Hier mein Brief mit Gedanken, Tipps und Liebhabereien, Sinn und Unsinn für den Monat Mai:

Vor ein paar Tagen hatte ich Euch eine kleine Zitat-Orgie geschickt, die sich v.a. um den Begriff der Freiheit gedreht hat, lasst mich heute beginnen mit dem

 

 

politischen Gedanken des Monats

Der niederländische Historiker Rutger Bregman sagt: „Die Evolution des Menschen beruht auf Kooperation und Freundlichkeit“ und plädiert in seinem Buch Utopien für Realisten für die Ausrottung der Armut. 

 

 

 

 

Das klingt vielleicht utopisch, ist aber alles andere als unrealistisch, denn die Ausrottung der Armut ist schon lange überfällig und wie uns Jean Ziegler schon seit Jahren nahe bringt, keineswegs unmöglich. Wie kann man nachdem, was wir gerade erleben, überhaupt noch behaupten, wir könnten etwas nicht ändern? Ab heute kann man wenn, dann nur sagen, wir wollen etwas nicht ändern. Z.B. die Flüchtlingslager auf den griechischen Inseln auflösen und für diese Menschen sofort menschenwürdige Lebensbedingungen in unseren europäischen Ländern schaffen. Das ist nicht im Geringsten eine Frage der Möglichkeiten, sondern einzig und allein eine Frage des Willens. Ich weiß nicht, wie es Euch geht, aber diese ständige Anstrengung über das Elend hinwegzusehen ist doch unwürdig, oder? Warum schaffen wir das überhaupt? Sie vergiftet unsere Herzen. Wäre es nicht viel erfüllender in vielleicht bescheidenerem finanziellem Wohlstand, dafür aber im Wissen zu leben, dass niemand auf der Welt in extremer Not leben muss?


 

 

 

Essay des Monats

Charles Eisenstein schreibt: "Keines der Probleme unserer Welt ist technisch schwer zu lösen; sie rühren von der Uneinigkeit der Menschen her. Wenn die Menschheit kohärent handelt, sind ihre kreativen Kräfte grenzenlos." Ich denke, er hat recht und es geht einzig und allein darum, was wir wollen, oder was die meisten von uns wollen. Vielleicht können wir uns ja gegenseitig nicht nur mit Viren, sondern auch mit sinnvollen Wünschen anstecken. Ich wünsche mir eine Pandemie der guten Wünsche!

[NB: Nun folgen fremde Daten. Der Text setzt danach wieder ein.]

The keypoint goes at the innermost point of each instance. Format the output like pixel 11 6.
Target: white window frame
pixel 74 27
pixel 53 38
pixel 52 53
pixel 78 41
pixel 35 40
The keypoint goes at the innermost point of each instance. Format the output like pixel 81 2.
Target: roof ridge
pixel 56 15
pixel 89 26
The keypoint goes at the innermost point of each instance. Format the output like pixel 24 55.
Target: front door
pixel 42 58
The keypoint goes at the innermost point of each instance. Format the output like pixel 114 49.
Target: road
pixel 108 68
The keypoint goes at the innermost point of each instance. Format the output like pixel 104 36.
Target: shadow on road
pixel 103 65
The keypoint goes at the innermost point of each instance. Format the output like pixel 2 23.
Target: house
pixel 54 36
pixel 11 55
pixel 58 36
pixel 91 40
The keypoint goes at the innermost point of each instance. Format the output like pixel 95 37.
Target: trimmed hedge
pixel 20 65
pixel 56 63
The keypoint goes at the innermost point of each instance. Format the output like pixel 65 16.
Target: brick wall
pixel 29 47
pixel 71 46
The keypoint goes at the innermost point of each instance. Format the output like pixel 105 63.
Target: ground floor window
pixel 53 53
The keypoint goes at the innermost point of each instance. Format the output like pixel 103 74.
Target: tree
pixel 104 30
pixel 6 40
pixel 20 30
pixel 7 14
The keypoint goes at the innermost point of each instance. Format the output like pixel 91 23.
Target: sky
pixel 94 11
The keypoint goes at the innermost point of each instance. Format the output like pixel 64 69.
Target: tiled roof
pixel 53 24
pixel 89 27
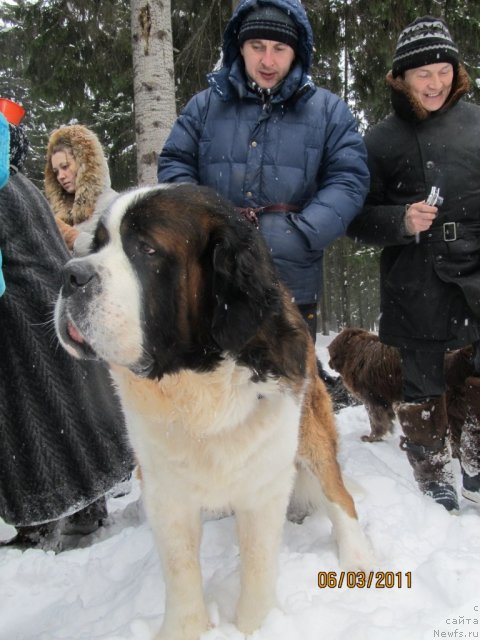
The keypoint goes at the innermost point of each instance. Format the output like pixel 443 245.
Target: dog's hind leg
pixel 320 480
pixel 259 533
pixel 381 422
pixel 177 530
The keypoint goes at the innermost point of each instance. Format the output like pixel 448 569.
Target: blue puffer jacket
pixel 299 146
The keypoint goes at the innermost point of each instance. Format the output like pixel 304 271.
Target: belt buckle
pixel 449 231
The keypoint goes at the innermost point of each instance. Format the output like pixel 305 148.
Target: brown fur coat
pixel 93 179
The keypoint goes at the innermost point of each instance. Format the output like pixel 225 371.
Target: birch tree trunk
pixel 154 82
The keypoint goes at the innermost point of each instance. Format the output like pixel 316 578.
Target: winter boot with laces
pixel 470 442
pixel 425 427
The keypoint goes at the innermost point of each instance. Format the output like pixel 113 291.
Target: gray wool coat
pixel 61 428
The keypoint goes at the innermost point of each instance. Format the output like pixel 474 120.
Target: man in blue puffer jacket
pixel 265 137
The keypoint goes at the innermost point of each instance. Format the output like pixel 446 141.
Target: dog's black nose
pixel 76 274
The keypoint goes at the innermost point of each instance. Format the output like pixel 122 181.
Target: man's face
pixel 431 84
pixel 267 62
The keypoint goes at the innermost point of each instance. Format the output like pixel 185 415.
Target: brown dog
pixel 371 371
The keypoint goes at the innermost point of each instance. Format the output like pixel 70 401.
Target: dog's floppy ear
pixel 245 285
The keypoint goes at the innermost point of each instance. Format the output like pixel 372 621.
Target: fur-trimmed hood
pixel 406 105
pixel 93 176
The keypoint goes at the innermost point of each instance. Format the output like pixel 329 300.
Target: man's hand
pixel 419 217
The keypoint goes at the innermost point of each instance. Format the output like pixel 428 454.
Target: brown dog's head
pixel 340 348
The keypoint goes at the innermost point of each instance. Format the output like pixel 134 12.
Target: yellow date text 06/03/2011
pixel 365 580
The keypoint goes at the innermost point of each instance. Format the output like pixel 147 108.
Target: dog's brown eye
pixel 146 248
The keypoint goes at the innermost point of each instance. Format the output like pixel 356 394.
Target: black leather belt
pixel 446 232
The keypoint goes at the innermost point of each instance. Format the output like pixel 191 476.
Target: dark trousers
pixel 422 373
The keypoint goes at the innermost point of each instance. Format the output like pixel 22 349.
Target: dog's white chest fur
pixel 219 436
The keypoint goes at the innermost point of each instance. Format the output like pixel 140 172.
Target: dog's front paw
pixel 251 613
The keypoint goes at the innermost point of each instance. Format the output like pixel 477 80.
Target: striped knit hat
pixel 425 41
pixel 269 23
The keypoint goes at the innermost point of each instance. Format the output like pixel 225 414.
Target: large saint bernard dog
pixel 218 379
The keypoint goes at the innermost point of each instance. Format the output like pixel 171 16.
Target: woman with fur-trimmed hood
pixel 77 179
pixel 430 263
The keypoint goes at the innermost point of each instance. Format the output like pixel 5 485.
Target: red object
pixel 12 111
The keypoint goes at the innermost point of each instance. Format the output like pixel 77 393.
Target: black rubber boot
pixel 470 442
pixel 431 469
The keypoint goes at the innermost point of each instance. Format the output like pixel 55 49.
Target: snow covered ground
pixel 428 565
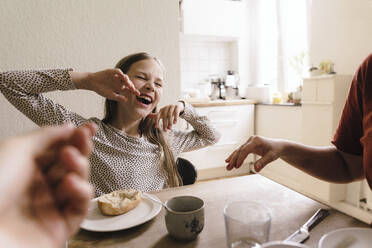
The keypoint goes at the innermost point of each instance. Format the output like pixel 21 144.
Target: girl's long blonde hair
pixel 147 126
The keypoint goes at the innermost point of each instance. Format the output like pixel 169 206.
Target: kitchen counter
pixel 289 210
pixel 197 102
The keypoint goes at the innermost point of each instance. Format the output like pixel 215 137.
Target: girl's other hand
pixel 110 83
pixel 169 115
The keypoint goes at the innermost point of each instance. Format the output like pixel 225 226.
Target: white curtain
pixel 278 35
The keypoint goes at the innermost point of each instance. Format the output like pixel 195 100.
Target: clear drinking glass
pixel 247 224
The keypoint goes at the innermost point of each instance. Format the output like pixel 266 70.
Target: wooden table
pixel 289 211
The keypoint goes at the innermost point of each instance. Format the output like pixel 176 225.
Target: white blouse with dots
pixel 118 160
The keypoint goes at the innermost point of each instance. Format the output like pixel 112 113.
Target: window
pixel 278 42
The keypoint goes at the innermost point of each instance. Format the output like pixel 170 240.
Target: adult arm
pixel 326 163
pixel 45 192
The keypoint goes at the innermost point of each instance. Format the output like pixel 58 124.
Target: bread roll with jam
pixel 119 201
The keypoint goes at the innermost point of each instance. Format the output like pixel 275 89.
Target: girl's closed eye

Eisensteins Essay, eine aufwühlende Analyse der Corona-Krise, gibt es hier.

 

 

 

 


Gute Wünsche des Monats

Hier zwei Internetadressen unter denen Ihr die guten Wünsche bekräftigen könnt, falls es auch Eure sind: 

Petition für eine solidarische Lösung für geflüchtete Kinder und Jugendliche

Seebrücke
schafft sichere Häfen

 

 

 

 


Jetzt wirds aber Zeit für etwas Dummschwätz und den

 

 

Quatsch des Monats

Podcasts sind auf dem Vormarsch. Viele Menschen reden gern und immer mehr Menschen hören gerne zu. Die beste aller Frauen ist ab jetzt einmal pro Woche im Gespräch mit ihrem besten Freund zu hören. Die beiden können sich selbst nicht entscheiden, "ob das noch Schwachsinn ist, oder schon genial".

Entscheidet Ihr es hier auf deren Homepage.

Oder hier auf Spotify.

 

 

 

 


App des Monats

Außer mit Podcasts vertreiben sich immer mehr Menschen die Corona-Zeit damit, Sprachen zu lernen. Eine App, die beim Vokabeln lernen richtig Spaß macht, ist Lingvist.

Lernt sie hier kennen!

 

 

 

 


Mit der App kann man übrigens auch Spanisch lernen. Da fällt mir der

Witz des Monats

ein. Meist sind Kinderwitze ja nur schwer (ich will nicht sagen erträglich aber) zwerchfellreizend. Dieser, den mir unser Simon erzählt hat, hat mir hingegen sehr gefallen:

Wie heißt ein Spanier, der kein Auto besitzt?

Carlos

 

 

 

 


Spiel des Monats

Wenn man seit Wochen mit seinen Kindern regelrecht zusammen klebt, hilft es, wenn man ein paar gute Spiele zuhause hat. Bei uns wird nach dem Abendessen täglich Elfer raus Master gespielt.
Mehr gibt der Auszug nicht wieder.